Gog is an unusual, nearly unique relic from its era and of its genre. The ‘50s sci-fi boom was still feeling its way when Gog was made. As Bill Warren notes in his essential examination of the genre at this time, Keep Watching the Skies!, the first half of the decade was dominated by mix of relatively adult big studio films produced with “nervous ‘A’” budgets (The Thing, The Day the Earth Stood Still, When Worlds Collide), and smaller but still ambitious, often independent productions (Rocketship X-M, Destination Moon), though there were from the beginning even cheaper exploitation pictures targeting less demanding audiences (Flight to Mars, Cat-Women of the Moon).

Generally though, most of these sci-fi films from the first half of the ’50 were movies made for grownups, and not almost exclusively children and teenagers.
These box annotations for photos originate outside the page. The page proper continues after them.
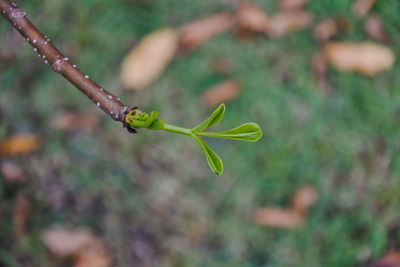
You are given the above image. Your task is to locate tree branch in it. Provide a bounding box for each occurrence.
[0,0,130,125]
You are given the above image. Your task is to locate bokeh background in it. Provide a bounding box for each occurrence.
[0,0,400,267]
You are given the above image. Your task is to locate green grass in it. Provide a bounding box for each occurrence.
[0,0,400,267]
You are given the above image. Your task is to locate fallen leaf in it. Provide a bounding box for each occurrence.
[42,226,111,267]
[371,251,400,267]
[74,246,111,267]
[353,0,375,17]
[365,15,391,43]
[0,134,39,157]
[311,51,328,88]
[181,13,235,51]
[313,19,338,41]
[51,112,99,132]
[1,161,25,183]
[121,28,179,90]
[201,80,240,107]
[292,186,318,214]
[279,0,307,9]
[42,226,98,257]
[324,42,395,76]
[253,208,304,229]
[13,193,31,237]
[237,2,269,33]
[266,10,312,37]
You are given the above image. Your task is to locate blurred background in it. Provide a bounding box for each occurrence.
[0,0,400,267]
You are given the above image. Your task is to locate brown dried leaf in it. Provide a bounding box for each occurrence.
[0,134,40,157]
[74,246,111,267]
[201,80,240,107]
[371,251,400,267]
[13,193,31,237]
[311,51,328,88]
[292,186,318,214]
[365,15,391,43]
[42,226,99,257]
[324,42,395,76]
[51,112,99,132]
[253,208,304,229]
[266,10,312,37]
[353,0,375,17]
[42,226,111,267]
[181,13,235,50]
[237,2,269,32]
[279,0,307,9]
[121,28,179,90]
[1,161,25,183]
[313,19,338,41]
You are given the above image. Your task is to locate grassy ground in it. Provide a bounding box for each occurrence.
[0,0,400,267]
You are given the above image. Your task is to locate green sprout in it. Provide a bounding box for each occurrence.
[125,104,262,176]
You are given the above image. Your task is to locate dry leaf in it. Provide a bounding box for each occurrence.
[74,246,111,267]
[371,251,400,267]
[292,186,318,214]
[279,0,307,9]
[211,58,233,75]
[14,193,31,237]
[324,42,395,76]
[181,13,235,50]
[313,19,338,41]
[0,134,39,156]
[42,226,111,267]
[353,0,375,17]
[51,112,99,132]
[121,28,179,90]
[1,161,25,183]
[266,10,312,37]
[237,2,269,32]
[201,80,240,107]
[365,15,391,43]
[254,208,304,229]
[311,51,328,88]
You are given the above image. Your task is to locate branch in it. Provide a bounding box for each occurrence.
[0,0,130,126]
[0,0,262,175]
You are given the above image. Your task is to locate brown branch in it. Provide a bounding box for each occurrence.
[0,0,130,125]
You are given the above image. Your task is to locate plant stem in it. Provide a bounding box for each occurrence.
[0,0,129,122]
[163,123,192,136]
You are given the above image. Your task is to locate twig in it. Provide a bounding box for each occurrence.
[0,0,133,126]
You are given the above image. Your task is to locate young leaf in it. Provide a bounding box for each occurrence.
[197,122,262,142]
[192,104,225,133]
[191,134,224,176]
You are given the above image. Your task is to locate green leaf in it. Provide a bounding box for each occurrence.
[192,104,225,133]
[197,122,262,142]
[191,134,224,176]
[147,119,165,130]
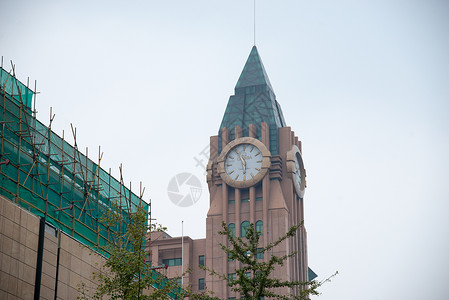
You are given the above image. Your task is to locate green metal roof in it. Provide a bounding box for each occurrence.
[218,46,286,155]
[235,46,273,91]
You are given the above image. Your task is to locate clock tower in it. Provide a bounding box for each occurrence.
[205,46,308,299]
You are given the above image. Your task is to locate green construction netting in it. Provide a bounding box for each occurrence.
[0,68,34,111]
[0,74,149,255]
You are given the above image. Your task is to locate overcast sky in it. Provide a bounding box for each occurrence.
[0,0,449,300]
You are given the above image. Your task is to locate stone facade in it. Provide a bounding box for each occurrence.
[0,196,105,300]
[147,46,308,299]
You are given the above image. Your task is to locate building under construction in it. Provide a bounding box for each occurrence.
[0,62,151,299]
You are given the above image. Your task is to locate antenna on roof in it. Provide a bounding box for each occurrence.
[254,0,256,46]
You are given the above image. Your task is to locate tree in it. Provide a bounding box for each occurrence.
[203,222,337,300]
[78,205,184,300]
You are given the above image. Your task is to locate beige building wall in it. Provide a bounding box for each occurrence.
[0,196,105,300]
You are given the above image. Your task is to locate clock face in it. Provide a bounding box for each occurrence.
[225,143,263,182]
[217,137,271,188]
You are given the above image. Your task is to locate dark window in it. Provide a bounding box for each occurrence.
[198,255,205,266]
[228,223,235,236]
[256,220,263,235]
[240,221,249,237]
[198,278,204,290]
[162,258,182,267]
[256,248,263,259]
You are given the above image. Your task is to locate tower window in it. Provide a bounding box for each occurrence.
[256,248,263,259]
[198,255,205,266]
[162,258,182,267]
[198,278,205,290]
[228,223,235,236]
[240,221,249,237]
[256,220,263,235]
Gog, despite all its neat-o gadgetry, was a rare venture into true science fiction, not the science fantasy that makes up nearly all of what today is regarded as sci-fi cinema and TV. Producer George Pal got the ball rolling with Destination Moon (1950), a sincere attempt to realistically, plausibly dramatize what an expedition to the moon might actually be like, based on the science of the time. Though critically and commercially successful, it didn’t spur like-minded films.
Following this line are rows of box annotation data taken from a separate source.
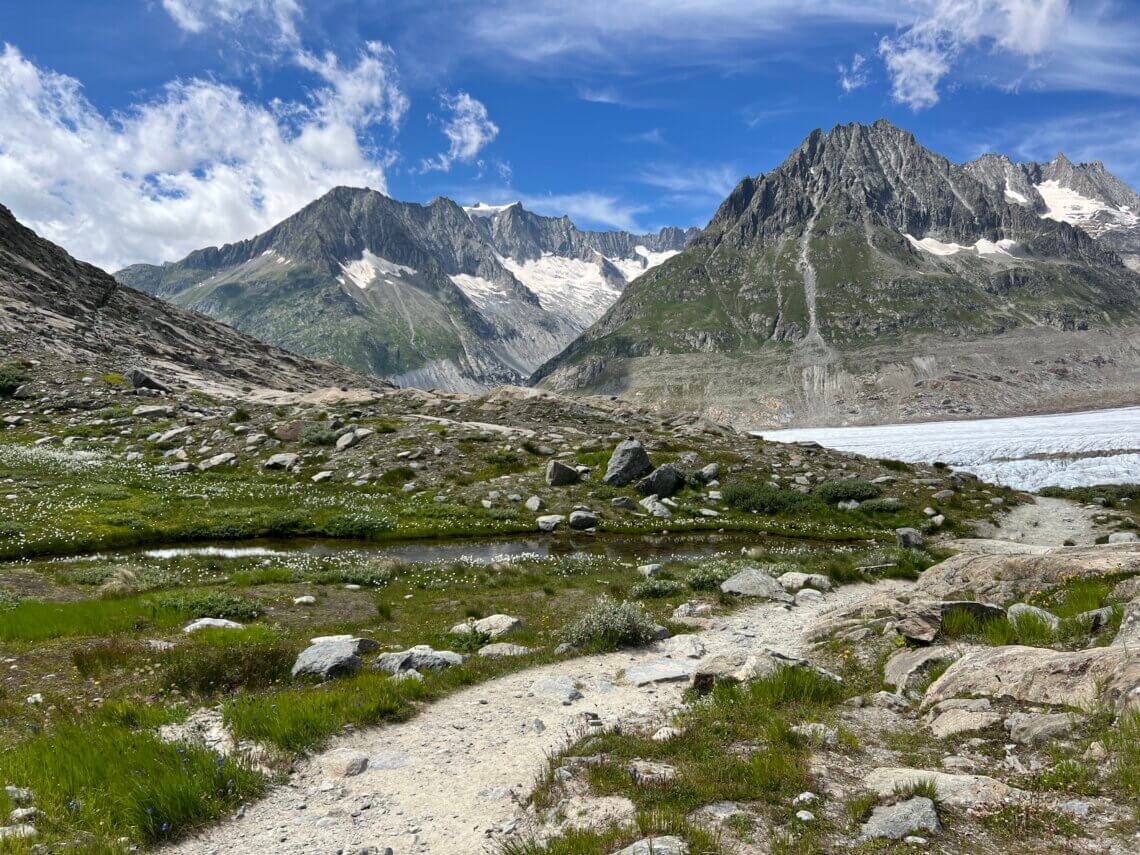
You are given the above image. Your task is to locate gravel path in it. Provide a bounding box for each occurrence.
[164,583,905,855]
[978,496,1104,546]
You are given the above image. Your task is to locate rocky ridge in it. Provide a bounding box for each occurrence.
[116,187,692,392]
[534,121,1140,426]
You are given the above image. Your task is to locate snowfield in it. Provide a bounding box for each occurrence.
[752,407,1140,490]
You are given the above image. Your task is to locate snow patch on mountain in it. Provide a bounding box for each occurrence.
[341,250,416,291]
[503,253,620,329]
[463,202,519,217]
[903,231,1018,257]
[450,274,511,309]
[1005,181,1029,205]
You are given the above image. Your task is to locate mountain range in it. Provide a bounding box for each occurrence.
[532,121,1140,425]
[0,205,367,394]
[116,187,697,391]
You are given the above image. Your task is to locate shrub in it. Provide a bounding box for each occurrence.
[723,481,814,514]
[812,478,882,505]
[158,591,264,620]
[0,363,27,398]
[562,596,658,649]
[0,720,266,852]
[72,638,139,677]
[298,424,336,446]
[858,497,903,514]
[685,561,735,591]
[161,628,296,694]
[316,562,399,588]
[629,579,685,600]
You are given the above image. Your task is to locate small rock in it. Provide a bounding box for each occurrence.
[860,796,942,840]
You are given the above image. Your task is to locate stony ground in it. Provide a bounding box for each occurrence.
[169,583,903,855]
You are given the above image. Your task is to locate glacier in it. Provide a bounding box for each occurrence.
[751,406,1140,491]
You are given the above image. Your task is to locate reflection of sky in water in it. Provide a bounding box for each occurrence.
[759,407,1140,490]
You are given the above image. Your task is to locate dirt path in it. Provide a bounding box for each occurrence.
[978,496,1104,546]
[166,583,905,855]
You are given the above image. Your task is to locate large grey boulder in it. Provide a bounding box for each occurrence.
[570,510,597,531]
[451,614,522,638]
[293,637,364,679]
[374,644,466,674]
[637,463,685,498]
[1005,603,1061,633]
[602,439,653,487]
[613,834,689,855]
[863,766,1025,811]
[923,644,1140,709]
[860,796,942,840]
[720,567,792,603]
[546,461,581,487]
[127,368,170,392]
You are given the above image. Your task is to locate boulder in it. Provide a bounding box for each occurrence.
[292,638,364,679]
[182,618,243,633]
[546,461,581,487]
[776,570,831,594]
[860,796,942,840]
[1005,713,1076,746]
[320,749,368,777]
[720,567,791,603]
[127,368,170,392]
[451,614,522,638]
[198,451,237,472]
[882,646,961,692]
[914,540,1140,603]
[895,528,922,549]
[612,834,689,855]
[923,645,1134,708]
[640,495,673,518]
[479,642,535,659]
[863,767,1025,809]
[569,511,597,531]
[626,659,693,686]
[637,463,685,498]
[374,644,466,674]
[602,439,653,487]
[261,453,301,470]
[1005,603,1061,633]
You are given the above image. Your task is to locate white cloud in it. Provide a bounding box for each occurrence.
[162,0,303,44]
[879,0,1070,111]
[422,91,498,172]
[837,54,871,92]
[637,164,743,201]
[0,43,407,269]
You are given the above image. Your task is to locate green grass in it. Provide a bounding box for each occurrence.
[537,668,842,815]
[225,671,428,751]
[158,627,298,695]
[0,720,266,844]
[0,597,186,642]
[562,597,657,651]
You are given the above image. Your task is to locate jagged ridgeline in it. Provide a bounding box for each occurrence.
[0,205,364,392]
[116,187,697,391]
[535,121,1140,425]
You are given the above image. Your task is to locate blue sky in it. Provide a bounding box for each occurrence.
[0,0,1140,268]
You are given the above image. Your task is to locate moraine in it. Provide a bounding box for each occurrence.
[754,407,1140,490]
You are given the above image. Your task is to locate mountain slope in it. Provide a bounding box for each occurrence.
[0,205,369,391]
[535,121,1140,425]
[116,187,685,391]
[964,154,1140,270]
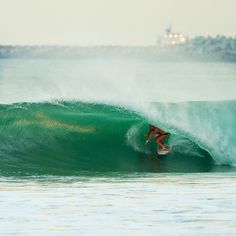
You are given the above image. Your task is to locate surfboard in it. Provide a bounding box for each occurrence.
[157,146,171,155]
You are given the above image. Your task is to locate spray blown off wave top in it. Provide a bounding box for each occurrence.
[0,60,236,175]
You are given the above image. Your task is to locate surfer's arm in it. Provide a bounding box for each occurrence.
[145,132,154,145]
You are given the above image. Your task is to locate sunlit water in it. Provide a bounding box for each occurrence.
[0,172,236,236]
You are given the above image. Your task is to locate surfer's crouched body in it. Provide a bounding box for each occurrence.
[145,125,170,151]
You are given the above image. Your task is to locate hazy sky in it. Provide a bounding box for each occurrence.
[0,0,236,45]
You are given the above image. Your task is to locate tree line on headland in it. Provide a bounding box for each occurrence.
[0,36,236,62]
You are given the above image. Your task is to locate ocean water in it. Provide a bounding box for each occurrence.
[0,58,236,235]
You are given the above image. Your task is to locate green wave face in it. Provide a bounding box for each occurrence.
[0,102,212,175]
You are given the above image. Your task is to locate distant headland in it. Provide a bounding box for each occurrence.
[0,32,236,62]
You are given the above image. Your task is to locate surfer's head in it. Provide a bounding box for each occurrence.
[149,125,155,130]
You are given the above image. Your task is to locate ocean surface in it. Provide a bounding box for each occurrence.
[0,58,236,236]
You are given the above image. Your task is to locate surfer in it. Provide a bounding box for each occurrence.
[144,125,169,151]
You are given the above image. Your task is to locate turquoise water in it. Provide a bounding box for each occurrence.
[0,58,236,235]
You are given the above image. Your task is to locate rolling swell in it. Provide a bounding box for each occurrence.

Gog, along with the other two, vaguely related Ivan Tors-produced features that preceded it, The Magnetic Monster (1953) and Riders to the Stars (1954), were exceptions. Gog in particular serves as a prototype for the tiny handful of hard-science science fiction thrillers that followed, particularly John Sturges’s The Satan Bug (1965) and Robert Wise’s The Andromeda Strain (1971), movies in which real and theoretical science actually play an important role in their stories.

In color and 1.66:1 widescreen as well as 3-D, Gog had the misfortune of bad timing, released as it was after the vogue for 3-D had ended, and CinemaScope’s wide screen and stereophonic sound had won that decade’s great “format war.” Despite its impressive 3-D cinematography, Gog is understood to have played in 3-D in just a handful of movie theaters in Los Angeles; the rest of the country could see it only “flat,” in two dimensions. Later, it was sold to television but, even worse, these 16mm prints were in black-and-white. The “left eye” camera negative was mislaid and for decades the 3-D Gog was presumed lost forever.
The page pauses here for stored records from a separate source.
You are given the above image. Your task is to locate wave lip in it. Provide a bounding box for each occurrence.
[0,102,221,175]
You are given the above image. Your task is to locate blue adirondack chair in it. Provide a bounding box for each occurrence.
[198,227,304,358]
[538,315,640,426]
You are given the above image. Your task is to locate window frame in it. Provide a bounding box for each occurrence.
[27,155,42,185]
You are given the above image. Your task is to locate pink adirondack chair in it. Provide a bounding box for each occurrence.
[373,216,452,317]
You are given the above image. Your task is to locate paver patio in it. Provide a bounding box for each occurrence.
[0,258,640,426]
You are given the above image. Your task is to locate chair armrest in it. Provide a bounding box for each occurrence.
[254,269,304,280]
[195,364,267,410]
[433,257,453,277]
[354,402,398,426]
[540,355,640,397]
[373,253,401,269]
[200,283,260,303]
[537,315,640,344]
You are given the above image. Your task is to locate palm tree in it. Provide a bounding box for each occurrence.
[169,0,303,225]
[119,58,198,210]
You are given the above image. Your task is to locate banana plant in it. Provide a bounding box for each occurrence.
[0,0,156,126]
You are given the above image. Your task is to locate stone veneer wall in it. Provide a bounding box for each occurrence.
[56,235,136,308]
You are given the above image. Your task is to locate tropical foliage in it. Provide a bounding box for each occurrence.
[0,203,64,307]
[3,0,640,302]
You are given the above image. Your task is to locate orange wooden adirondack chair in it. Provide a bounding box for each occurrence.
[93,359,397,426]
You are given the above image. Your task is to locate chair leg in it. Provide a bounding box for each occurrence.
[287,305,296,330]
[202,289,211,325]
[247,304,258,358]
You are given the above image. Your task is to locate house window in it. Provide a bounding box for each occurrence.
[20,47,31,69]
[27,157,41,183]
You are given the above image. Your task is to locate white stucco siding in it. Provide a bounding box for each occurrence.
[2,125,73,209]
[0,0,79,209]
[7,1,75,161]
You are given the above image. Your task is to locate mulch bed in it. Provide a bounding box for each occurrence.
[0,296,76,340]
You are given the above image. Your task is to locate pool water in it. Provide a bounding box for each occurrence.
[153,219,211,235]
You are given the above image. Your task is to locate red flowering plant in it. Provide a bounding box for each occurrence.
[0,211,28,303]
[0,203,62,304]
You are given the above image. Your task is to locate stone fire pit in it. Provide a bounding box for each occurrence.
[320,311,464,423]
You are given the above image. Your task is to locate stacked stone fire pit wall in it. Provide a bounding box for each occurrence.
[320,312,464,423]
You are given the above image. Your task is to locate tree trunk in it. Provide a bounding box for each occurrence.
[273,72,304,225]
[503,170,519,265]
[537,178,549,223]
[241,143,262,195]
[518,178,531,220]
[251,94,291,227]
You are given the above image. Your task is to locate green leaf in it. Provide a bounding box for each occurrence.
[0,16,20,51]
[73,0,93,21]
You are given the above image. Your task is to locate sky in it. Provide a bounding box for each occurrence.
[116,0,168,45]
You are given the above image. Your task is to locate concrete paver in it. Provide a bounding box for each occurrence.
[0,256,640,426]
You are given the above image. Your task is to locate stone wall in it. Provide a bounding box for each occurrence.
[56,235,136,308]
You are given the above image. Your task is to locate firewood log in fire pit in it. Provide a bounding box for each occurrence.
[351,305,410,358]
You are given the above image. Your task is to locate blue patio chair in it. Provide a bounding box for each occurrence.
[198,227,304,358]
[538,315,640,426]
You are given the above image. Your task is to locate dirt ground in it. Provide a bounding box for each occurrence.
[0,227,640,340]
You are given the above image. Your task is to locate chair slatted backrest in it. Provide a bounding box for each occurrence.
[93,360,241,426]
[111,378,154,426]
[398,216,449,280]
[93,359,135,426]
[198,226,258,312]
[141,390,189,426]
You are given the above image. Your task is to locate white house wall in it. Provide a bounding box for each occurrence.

Indefatigable 3-D enthusiast, researcher, and historian Bob Furmanek, founder of the 3-D Film Archive, located a faded Pathé color 35mm release print of the “left eye” in 2001, which was eventually paired with less problematic right eye film elements provided by Gog’s current owners, MGM, and exhibited at a 3-D festival in Los Angeles some years back. This led to a painstaking restoration of Gog culminating with its Kino Lober Blu-ray release, and the results are stupendous. Unless you were living in Southern California 62 years ago, this is your first opportunity to see Gog as originally intended. Though it has been shown flat on television, released as a (again flat) video-on-demand DVD, and even sold in an awful, faux 3-D DVD release from bootleg video dealers, this new Blu-ray not only presents Gog as it was meant to be seen, but the picture’s genuine merits are much more readily apparent.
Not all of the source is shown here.